To calculate the annual amortization payment for a loan of $4,000 at a 12% interest rate over 6 years, you can use the amortization formula or refer to an amortization table. The specific payment would be determined by multiplying the loan amount by the annuity factor for 12% interest over 6 years. According to Table 12-2, the annuity factor for these parameters is approximately 4.111. Thus, the annual payment is: \[ \text{Annual Payment} = \text{Loan Amount} \times \text{Annuity Factor} = 4,000 \times 0.2494 \approx 997.60 \] However, the options presented do not align with the calculation directly, which indicates using Table 12-2 might involve a mix-up in referencing or calculation.

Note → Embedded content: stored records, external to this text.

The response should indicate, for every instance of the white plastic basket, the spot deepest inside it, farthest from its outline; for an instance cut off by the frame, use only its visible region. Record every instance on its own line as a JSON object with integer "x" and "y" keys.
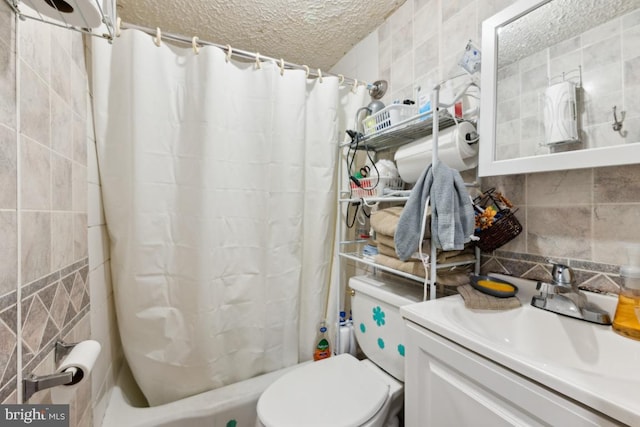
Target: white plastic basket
{"x": 368, "y": 187}
{"x": 387, "y": 117}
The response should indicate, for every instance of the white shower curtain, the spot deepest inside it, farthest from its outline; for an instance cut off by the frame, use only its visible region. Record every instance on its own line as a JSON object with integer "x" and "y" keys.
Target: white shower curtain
{"x": 218, "y": 181}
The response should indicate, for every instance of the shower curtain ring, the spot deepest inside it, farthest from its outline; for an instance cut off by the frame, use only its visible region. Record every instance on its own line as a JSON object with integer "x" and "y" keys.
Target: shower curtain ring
{"x": 158, "y": 38}
{"x": 229, "y": 53}
{"x": 194, "y": 43}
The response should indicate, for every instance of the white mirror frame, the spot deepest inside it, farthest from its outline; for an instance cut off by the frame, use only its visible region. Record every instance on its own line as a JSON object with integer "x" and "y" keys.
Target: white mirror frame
{"x": 487, "y": 165}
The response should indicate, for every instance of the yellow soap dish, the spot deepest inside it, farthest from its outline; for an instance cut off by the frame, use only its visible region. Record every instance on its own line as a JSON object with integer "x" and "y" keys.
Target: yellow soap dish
{"x": 493, "y": 286}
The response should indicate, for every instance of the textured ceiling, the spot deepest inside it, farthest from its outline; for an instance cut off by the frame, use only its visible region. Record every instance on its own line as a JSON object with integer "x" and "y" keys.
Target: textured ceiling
{"x": 306, "y": 32}
{"x": 554, "y": 22}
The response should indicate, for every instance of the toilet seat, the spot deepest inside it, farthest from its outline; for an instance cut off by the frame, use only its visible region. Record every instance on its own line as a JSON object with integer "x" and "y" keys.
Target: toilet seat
{"x": 338, "y": 391}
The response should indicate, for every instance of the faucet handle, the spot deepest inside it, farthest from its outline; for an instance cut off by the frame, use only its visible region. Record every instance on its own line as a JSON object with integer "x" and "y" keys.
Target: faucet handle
{"x": 562, "y": 275}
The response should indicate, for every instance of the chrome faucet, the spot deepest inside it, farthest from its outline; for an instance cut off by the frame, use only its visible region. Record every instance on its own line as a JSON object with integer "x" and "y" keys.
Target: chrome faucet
{"x": 562, "y": 296}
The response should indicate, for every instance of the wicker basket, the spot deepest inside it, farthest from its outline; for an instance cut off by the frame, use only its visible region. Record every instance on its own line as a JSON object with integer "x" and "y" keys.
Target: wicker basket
{"x": 506, "y": 228}
{"x": 372, "y": 187}
{"x": 387, "y": 117}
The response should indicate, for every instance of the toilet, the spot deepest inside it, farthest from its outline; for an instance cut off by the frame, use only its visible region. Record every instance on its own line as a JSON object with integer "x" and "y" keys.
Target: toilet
{"x": 342, "y": 390}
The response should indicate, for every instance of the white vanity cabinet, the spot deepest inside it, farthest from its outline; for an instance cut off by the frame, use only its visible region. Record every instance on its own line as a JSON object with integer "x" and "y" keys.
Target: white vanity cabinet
{"x": 450, "y": 385}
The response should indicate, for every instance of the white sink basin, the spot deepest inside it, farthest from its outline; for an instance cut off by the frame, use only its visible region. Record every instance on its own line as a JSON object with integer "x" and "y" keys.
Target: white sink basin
{"x": 587, "y": 362}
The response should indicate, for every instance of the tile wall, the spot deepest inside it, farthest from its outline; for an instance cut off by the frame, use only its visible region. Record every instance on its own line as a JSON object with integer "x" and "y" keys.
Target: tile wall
{"x": 54, "y": 280}
{"x": 602, "y": 60}
{"x": 581, "y": 217}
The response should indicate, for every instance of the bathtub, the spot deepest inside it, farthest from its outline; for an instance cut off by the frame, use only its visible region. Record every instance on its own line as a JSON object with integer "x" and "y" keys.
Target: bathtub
{"x": 230, "y": 406}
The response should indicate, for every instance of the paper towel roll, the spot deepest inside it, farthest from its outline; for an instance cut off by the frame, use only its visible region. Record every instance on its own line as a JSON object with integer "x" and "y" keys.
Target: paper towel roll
{"x": 453, "y": 150}
{"x": 80, "y": 360}
{"x": 78, "y": 13}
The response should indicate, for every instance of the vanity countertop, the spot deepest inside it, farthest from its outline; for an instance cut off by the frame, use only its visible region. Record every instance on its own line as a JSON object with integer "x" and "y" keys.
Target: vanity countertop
{"x": 584, "y": 361}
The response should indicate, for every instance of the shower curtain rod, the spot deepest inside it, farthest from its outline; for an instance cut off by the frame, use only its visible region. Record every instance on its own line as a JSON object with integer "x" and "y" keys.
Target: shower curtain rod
{"x": 238, "y": 52}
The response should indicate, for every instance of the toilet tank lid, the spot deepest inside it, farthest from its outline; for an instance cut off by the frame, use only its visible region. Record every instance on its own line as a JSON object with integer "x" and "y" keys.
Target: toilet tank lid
{"x": 393, "y": 291}
{"x": 338, "y": 391}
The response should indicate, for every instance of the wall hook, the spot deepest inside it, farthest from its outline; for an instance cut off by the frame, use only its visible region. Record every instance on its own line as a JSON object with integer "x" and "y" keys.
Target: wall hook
{"x": 617, "y": 125}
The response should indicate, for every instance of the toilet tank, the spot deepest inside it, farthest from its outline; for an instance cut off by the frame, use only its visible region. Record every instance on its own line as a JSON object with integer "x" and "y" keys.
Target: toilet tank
{"x": 379, "y": 328}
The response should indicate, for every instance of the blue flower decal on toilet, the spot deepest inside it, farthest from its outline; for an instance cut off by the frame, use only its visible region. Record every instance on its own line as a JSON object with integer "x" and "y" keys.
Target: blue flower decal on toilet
{"x": 378, "y": 316}
{"x": 401, "y": 350}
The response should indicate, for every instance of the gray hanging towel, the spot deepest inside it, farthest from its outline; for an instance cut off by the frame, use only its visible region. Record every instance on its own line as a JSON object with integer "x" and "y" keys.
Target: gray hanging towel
{"x": 452, "y": 215}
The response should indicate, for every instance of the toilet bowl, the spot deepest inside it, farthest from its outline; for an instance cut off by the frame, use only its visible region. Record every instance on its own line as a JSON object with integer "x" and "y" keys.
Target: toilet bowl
{"x": 343, "y": 391}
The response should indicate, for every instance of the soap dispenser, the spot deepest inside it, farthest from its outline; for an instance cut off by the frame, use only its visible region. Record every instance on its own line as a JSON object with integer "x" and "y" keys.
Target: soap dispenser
{"x": 626, "y": 321}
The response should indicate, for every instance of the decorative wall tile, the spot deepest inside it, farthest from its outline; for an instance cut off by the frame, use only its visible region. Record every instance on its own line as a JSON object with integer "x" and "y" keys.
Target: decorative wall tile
{"x": 61, "y": 184}
{"x": 62, "y": 122}
{"x": 79, "y": 140}
{"x": 61, "y": 240}
{"x": 7, "y": 168}
{"x": 8, "y": 252}
{"x": 35, "y": 175}
{"x": 613, "y": 226}
{"x": 632, "y": 72}
{"x": 561, "y": 188}
{"x": 36, "y": 245}
{"x": 559, "y": 231}
{"x": 6, "y": 24}
{"x": 80, "y": 239}
{"x": 590, "y": 276}
{"x": 35, "y": 116}
{"x": 80, "y": 187}
{"x": 34, "y": 323}
{"x": 619, "y": 184}
{"x": 35, "y": 49}
{"x": 7, "y": 84}
{"x": 60, "y": 67}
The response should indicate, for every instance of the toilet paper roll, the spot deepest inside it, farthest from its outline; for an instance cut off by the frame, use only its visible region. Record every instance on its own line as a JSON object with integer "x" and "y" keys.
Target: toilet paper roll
{"x": 453, "y": 150}
{"x": 78, "y": 13}
{"x": 80, "y": 361}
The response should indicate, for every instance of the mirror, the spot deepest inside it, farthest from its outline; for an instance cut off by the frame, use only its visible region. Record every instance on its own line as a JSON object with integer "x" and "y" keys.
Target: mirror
{"x": 560, "y": 86}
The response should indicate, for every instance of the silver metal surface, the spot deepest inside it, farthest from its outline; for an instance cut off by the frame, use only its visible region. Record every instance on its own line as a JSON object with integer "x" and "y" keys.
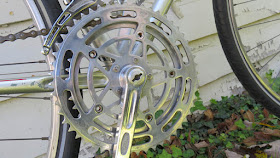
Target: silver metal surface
{"x": 74, "y": 8}
{"x": 162, "y": 92}
{"x": 43, "y": 84}
{"x": 132, "y": 80}
{"x": 55, "y": 118}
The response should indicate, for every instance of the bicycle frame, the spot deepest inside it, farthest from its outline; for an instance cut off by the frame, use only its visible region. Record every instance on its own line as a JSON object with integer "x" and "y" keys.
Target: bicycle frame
{"x": 43, "y": 84}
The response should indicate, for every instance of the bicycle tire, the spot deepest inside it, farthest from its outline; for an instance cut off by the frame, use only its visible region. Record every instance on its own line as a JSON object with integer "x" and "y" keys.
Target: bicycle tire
{"x": 238, "y": 60}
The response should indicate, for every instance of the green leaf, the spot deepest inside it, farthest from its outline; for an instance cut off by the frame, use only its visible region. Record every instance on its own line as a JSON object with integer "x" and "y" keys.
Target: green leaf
{"x": 176, "y": 152}
{"x": 240, "y": 124}
{"x": 188, "y": 153}
{"x": 198, "y": 105}
{"x": 165, "y": 154}
{"x": 150, "y": 154}
{"x": 197, "y": 95}
{"x": 229, "y": 145}
{"x": 213, "y": 101}
{"x": 209, "y": 124}
{"x": 201, "y": 156}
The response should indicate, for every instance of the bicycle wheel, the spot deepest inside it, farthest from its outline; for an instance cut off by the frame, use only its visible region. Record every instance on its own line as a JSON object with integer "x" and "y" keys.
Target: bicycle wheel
{"x": 62, "y": 144}
{"x": 249, "y": 34}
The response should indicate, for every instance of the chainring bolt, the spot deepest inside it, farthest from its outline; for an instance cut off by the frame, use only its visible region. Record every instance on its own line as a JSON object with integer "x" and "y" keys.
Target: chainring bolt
{"x": 92, "y": 54}
{"x": 116, "y": 68}
{"x": 98, "y": 108}
{"x": 140, "y": 35}
{"x": 150, "y": 76}
{"x": 66, "y": 2}
{"x": 135, "y": 60}
{"x": 149, "y": 117}
{"x": 172, "y": 74}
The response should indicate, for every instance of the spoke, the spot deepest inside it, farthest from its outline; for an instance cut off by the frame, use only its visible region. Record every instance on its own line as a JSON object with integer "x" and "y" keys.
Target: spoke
{"x": 244, "y": 2}
{"x": 263, "y": 43}
{"x": 20, "y": 139}
{"x": 42, "y": 98}
{"x": 240, "y": 28}
{"x": 269, "y": 61}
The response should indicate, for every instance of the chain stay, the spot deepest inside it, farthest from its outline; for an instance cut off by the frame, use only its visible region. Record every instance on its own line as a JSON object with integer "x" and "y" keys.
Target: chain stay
{"x": 23, "y": 35}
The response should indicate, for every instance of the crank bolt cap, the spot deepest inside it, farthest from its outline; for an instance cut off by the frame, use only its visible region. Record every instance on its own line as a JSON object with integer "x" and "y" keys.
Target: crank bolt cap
{"x": 172, "y": 74}
{"x": 92, "y": 54}
{"x": 98, "y": 108}
{"x": 149, "y": 117}
{"x": 116, "y": 68}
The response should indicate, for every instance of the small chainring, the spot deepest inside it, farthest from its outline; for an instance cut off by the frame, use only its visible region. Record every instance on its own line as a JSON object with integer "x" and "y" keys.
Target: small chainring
{"x": 123, "y": 35}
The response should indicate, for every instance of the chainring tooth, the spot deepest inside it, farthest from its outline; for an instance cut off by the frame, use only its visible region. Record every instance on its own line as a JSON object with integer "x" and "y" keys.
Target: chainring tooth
{"x": 137, "y": 19}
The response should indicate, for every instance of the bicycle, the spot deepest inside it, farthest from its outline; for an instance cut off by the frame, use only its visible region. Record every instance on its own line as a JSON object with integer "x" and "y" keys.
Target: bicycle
{"x": 126, "y": 64}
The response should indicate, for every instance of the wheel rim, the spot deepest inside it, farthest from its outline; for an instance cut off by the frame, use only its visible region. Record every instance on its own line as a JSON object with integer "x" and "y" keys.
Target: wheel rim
{"x": 244, "y": 53}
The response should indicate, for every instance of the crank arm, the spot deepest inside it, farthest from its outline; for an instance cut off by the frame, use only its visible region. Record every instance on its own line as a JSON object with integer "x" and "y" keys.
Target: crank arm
{"x": 132, "y": 79}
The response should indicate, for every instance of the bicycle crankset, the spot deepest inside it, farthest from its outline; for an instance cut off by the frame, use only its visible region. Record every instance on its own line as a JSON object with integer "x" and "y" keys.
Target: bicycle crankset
{"x": 140, "y": 78}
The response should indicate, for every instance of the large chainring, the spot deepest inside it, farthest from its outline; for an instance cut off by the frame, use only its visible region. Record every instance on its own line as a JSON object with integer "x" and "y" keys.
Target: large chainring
{"x": 123, "y": 35}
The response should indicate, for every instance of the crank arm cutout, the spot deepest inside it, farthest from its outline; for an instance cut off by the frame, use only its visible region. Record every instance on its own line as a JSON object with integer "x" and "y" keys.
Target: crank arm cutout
{"x": 133, "y": 79}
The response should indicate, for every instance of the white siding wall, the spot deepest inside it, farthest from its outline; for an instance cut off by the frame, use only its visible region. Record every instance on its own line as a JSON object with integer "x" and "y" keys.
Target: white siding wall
{"x": 215, "y": 75}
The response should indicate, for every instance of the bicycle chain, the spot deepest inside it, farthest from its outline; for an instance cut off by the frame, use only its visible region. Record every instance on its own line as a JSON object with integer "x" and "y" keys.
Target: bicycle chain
{"x": 23, "y": 35}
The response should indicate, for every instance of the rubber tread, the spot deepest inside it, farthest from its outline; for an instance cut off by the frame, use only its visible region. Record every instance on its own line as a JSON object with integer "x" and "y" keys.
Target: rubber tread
{"x": 236, "y": 61}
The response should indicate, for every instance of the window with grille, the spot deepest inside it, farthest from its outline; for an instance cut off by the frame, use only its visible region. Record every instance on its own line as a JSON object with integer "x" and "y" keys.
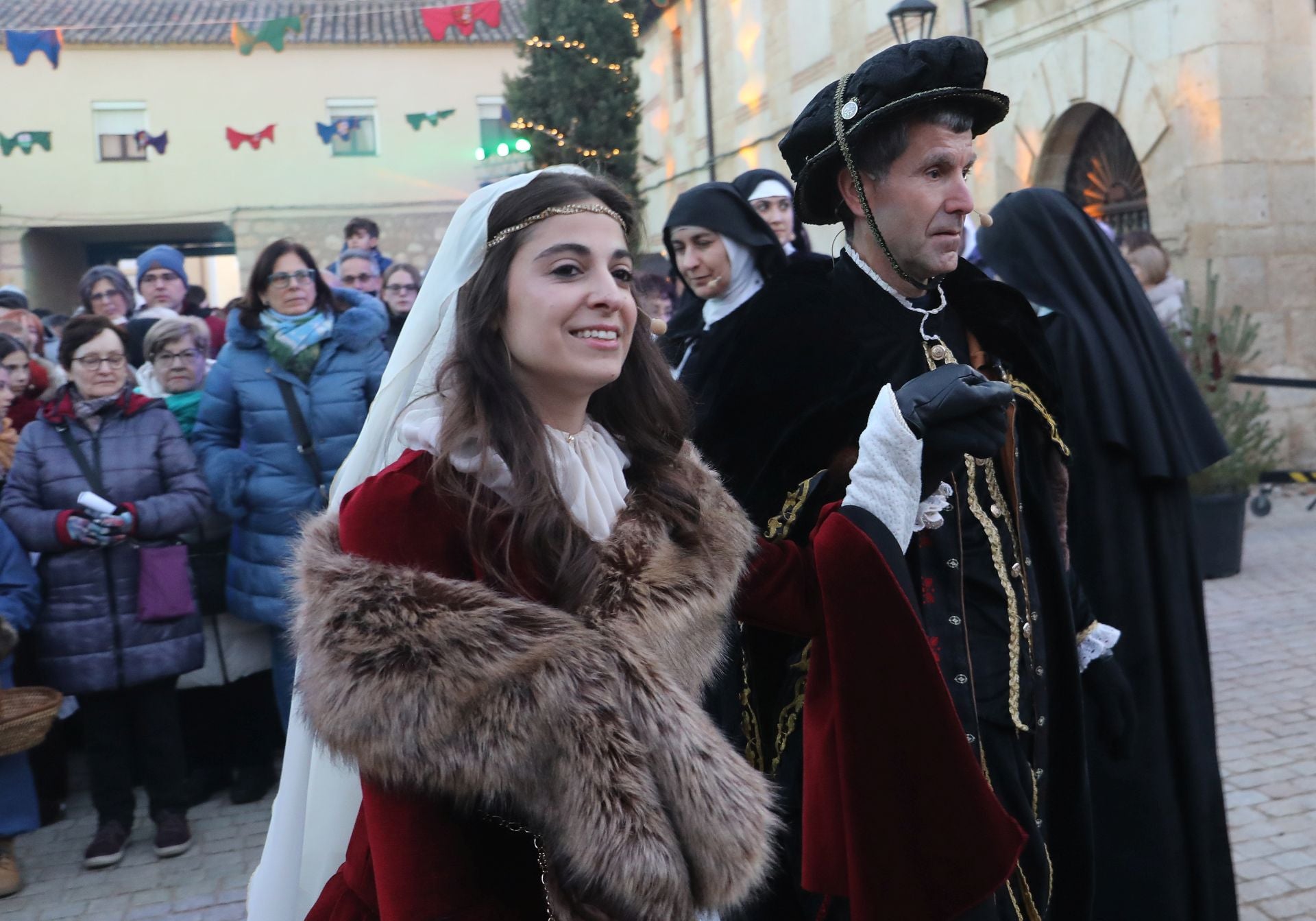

The most accurate payment from the options provided is \( \$ 477.11 \). This is a classic finance problem that illustrates the time value of money. Understanding amortization is essential for budgeting when taking out loans, such as mortgages or car loans. Each payment made reduces the principal amount, with the interest portion decreasing over time, allowing borrowers to eventually own outright the asset financed. When dealing with amortization, common mistakes include misunderstanding how to apply the amortization formula or table values, leading to inaccurate calculations. Moreover, failing to account for the impact of early repayments or additional fees can skew the perceived total cost of the loan; always review the full terms and conditions!